Mr. Darwin goes on making any number of assertions of the same kind, not one of which is or can be substantiated, and yet at the end of the chapter closes his argumentation in the following triumphant words:
“Consequently, we ought frankly to admit their community of descent [of man and other vertebrate animals]. To take any other view is to admit that our own structure, and that of all the animals around us, is a mere snare laid to entrap our judgment. This conclusion is greatly strengthened, if we look to the members of the whole animal series, and consider the evidence derived from their affinities or classification, their geographical distribution and geological succession. It is only our natural prejudice, and that arrogance which made our forefathers declare that they were descended from demi-gods, which leads us to demur to this conclusion. But the time will before long come when it will be thought wonderful that naturalists who were well acquainted with the comparative structure and development of man and other mammals should have believed that each was the work of a separate act of creation.”

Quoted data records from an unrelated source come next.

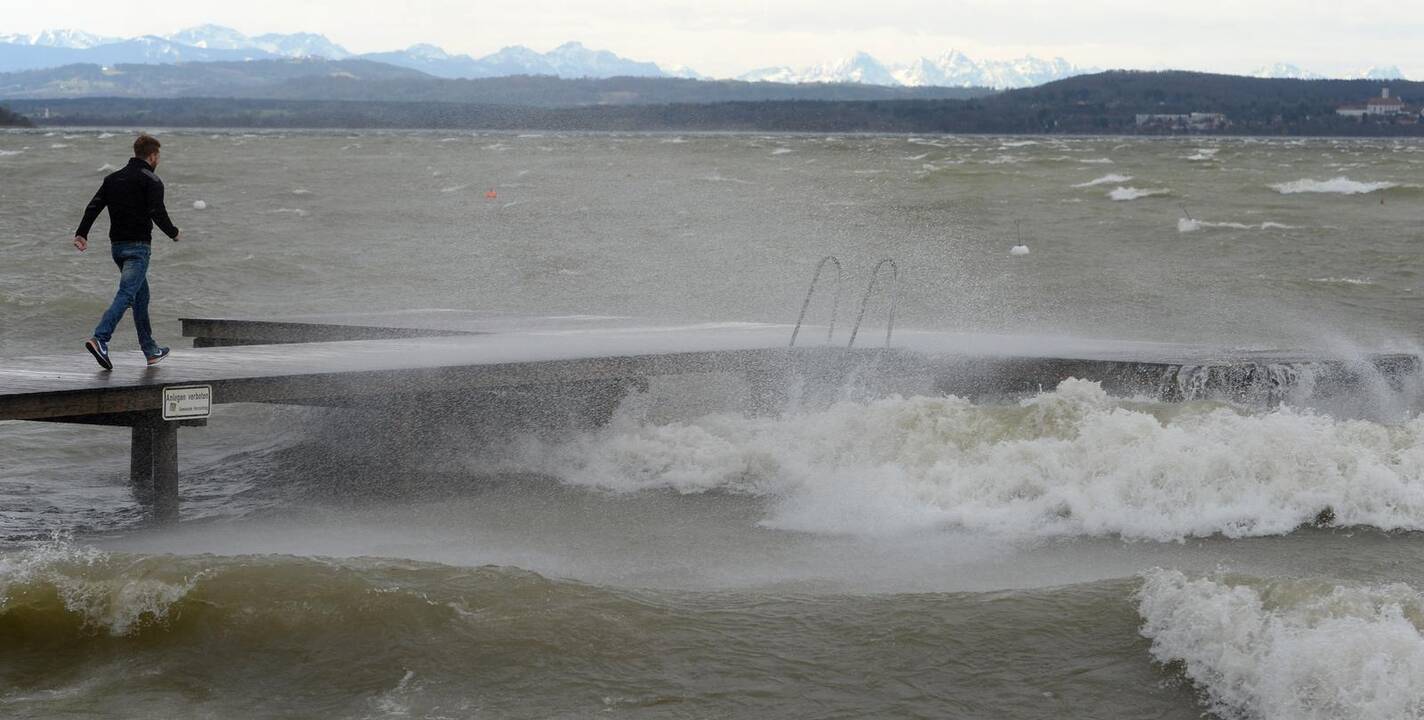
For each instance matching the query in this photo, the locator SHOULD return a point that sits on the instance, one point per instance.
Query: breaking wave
(1071, 461)
(1105, 180)
(1131, 194)
(1290, 649)
(1340, 185)
(1192, 225)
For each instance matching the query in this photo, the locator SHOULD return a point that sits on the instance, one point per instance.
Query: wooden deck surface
(477, 350)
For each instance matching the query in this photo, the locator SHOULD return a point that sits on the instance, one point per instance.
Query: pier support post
(154, 467)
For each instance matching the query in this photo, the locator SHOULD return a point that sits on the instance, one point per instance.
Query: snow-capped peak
(70, 39)
(211, 37)
(1285, 70)
(1381, 73)
(951, 69)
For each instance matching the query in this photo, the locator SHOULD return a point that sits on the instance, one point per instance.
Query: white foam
(1072, 461)
(1192, 225)
(1285, 650)
(1131, 194)
(1337, 185)
(116, 602)
(1343, 281)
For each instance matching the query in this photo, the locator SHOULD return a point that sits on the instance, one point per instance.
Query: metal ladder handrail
(870, 289)
(835, 299)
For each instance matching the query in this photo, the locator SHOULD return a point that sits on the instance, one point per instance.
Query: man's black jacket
(134, 197)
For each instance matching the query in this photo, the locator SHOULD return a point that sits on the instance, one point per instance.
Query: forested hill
(10, 120)
(1111, 101)
(1105, 103)
(368, 81)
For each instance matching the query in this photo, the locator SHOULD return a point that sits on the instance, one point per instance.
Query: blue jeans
(133, 292)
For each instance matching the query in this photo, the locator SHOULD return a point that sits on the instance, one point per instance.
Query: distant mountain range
(1286, 70)
(217, 43)
(1104, 103)
(571, 60)
(951, 69)
(362, 80)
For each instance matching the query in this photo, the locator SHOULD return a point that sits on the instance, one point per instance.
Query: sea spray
(1071, 461)
(1340, 185)
(1290, 649)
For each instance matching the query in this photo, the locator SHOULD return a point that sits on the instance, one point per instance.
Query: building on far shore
(1202, 121)
(1383, 106)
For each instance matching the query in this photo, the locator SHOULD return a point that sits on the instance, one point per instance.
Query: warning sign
(182, 403)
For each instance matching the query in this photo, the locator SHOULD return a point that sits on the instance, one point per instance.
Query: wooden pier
(423, 356)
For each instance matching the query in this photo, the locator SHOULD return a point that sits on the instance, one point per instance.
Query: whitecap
(1343, 281)
(1337, 185)
(1289, 649)
(1105, 180)
(1067, 463)
(1131, 194)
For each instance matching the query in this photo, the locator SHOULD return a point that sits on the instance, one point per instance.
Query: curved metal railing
(835, 299)
(870, 289)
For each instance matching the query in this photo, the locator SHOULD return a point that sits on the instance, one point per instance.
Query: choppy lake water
(1061, 555)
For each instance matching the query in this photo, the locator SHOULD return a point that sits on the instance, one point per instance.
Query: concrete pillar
(154, 467)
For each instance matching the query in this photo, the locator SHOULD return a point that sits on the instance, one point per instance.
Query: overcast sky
(728, 37)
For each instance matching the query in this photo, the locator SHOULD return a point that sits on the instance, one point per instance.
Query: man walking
(134, 197)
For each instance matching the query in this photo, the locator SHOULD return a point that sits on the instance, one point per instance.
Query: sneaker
(100, 350)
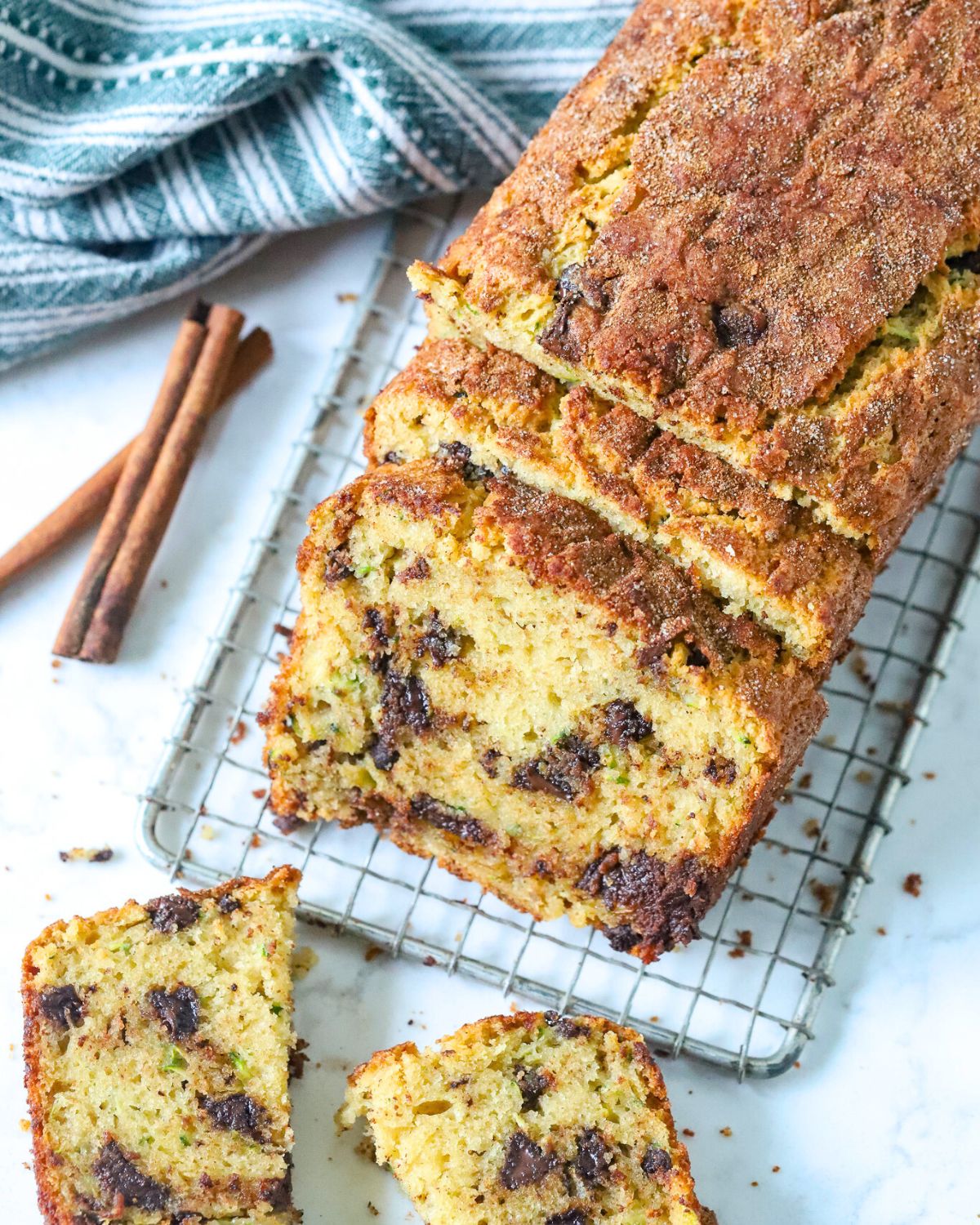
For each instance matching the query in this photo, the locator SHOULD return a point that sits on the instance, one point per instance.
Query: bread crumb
(825, 894)
(87, 854)
(304, 960)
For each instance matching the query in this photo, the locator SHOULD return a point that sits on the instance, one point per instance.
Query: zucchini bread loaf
(157, 1041)
(532, 1119)
(757, 225)
(492, 676)
(757, 553)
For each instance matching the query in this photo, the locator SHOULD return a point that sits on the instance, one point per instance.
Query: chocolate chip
(593, 1156)
(656, 1161)
(173, 913)
(457, 456)
(489, 761)
(737, 326)
(119, 1176)
(382, 754)
(406, 702)
(526, 1163)
(622, 938)
(237, 1112)
(625, 723)
(377, 632)
(63, 1006)
(592, 879)
(414, 571)
(561, 772)
(277, 1192)
(720, 769)
(565, 1027)
(532, 1085)
(179, 1011)
(298, 1060)
(453, 821)
(337, 565)
(438, 641)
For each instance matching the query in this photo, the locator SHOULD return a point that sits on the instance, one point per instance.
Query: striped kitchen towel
(147, 146)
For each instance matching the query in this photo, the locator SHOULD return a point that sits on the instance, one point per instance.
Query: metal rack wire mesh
(746, 1002)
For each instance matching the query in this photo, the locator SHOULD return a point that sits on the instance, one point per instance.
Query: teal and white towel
(147, 146)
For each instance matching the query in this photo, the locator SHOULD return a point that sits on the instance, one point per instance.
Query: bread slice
(759, 554)
(494, 678)
(532, 1119)
(757, 225)
(157, 1041)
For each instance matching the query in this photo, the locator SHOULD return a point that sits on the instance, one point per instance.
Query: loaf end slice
(494, 678)
(157, 1043)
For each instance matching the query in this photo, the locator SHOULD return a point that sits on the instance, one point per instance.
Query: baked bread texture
(157, 1041)
(756, 553)
(528, 1120)
(494, 678)
(757, 225)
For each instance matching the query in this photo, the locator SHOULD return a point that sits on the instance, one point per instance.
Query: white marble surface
(879, 1126)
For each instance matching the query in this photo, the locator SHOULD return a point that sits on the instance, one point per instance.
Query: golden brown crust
(685, 499)
(651, 904)
(789, 186)
(46, 1160)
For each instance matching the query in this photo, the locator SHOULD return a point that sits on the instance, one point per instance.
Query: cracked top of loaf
(755, 551)
(752, 222)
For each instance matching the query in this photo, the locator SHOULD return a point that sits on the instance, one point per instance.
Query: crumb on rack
(86, 854)
(304, 960)
(825, 894)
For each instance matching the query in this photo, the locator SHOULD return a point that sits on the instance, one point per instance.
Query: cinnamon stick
(154, 510)
(88, 502)
(132, 482)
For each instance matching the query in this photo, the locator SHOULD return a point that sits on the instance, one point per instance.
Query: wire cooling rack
(746, 995)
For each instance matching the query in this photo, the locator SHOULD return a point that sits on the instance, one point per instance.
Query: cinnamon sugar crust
(725, 217)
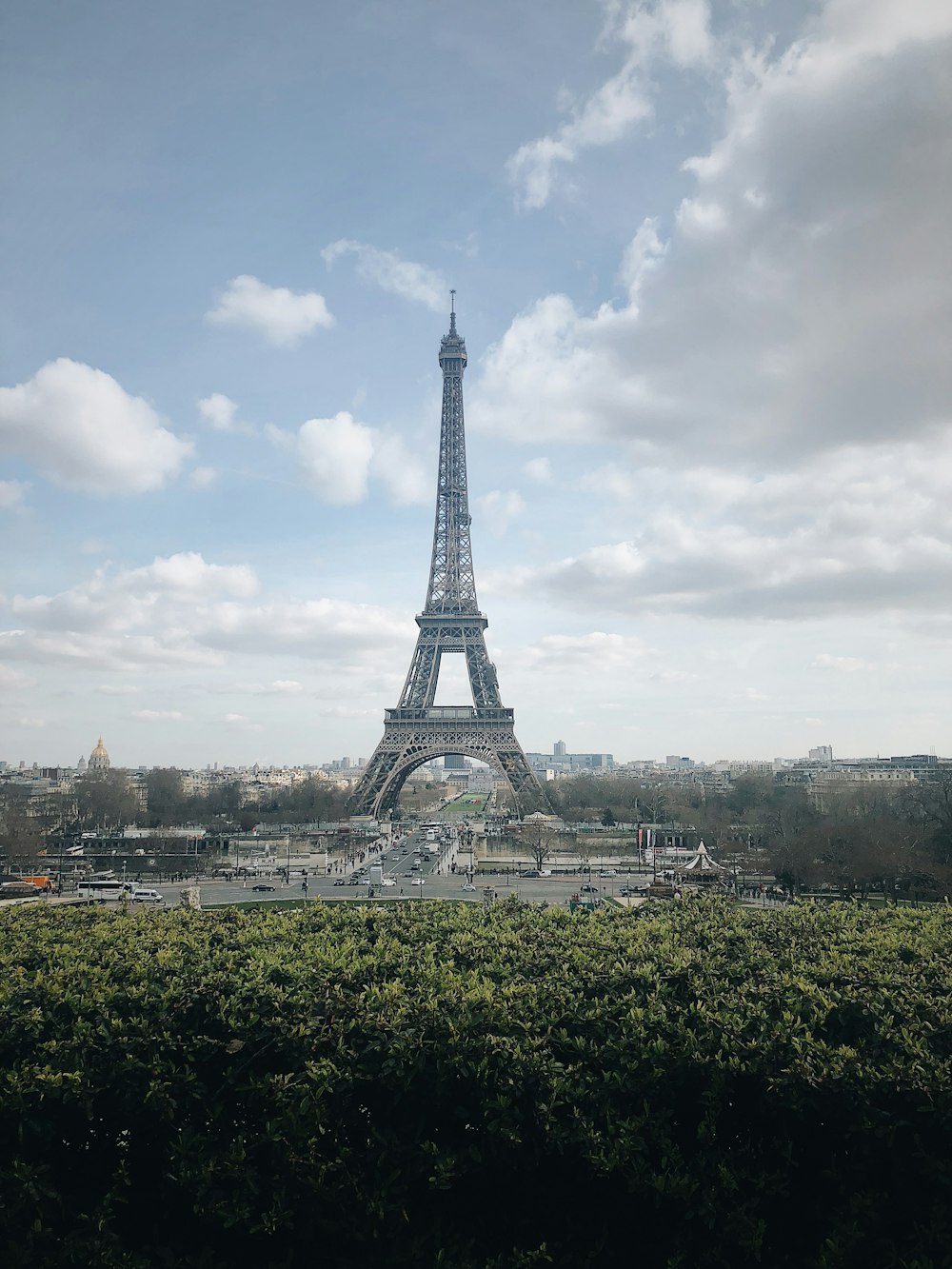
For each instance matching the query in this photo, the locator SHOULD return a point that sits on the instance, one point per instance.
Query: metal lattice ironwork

This conclusion, though well known, and already famous throughout the scientific world, is here given in the proper words of the great naturalist, that the reader may see what unbounded confidence a man of science can place in himself and in his speculations. All the scientific world, excepting a few sectarian unbelievers, is against him; he knows it, and he is not dismayed. If you listen to him, his opponents are “arrogant”; they demur to his conclusion only because they pretend to be “the descendants of demi-gods.” He alone is right, he alone understands science. Buffon, Cuvier, Quatrefages, Agassiz, Elam, Frédault, and a host of other naturalists are evidently wrong. In fact, all philosophers are wrong; Mr. Darwin alone knows how to interpret scientific results; and he is so sure of this that he ventures to prophesy his approaching triumph over those benighted naturalists who, though “well acquainted with the comparative structure and development of man and other mammals,” are nevertheless so foolish as to believe that each species is the work of a separate act of creation. Such is his modesty!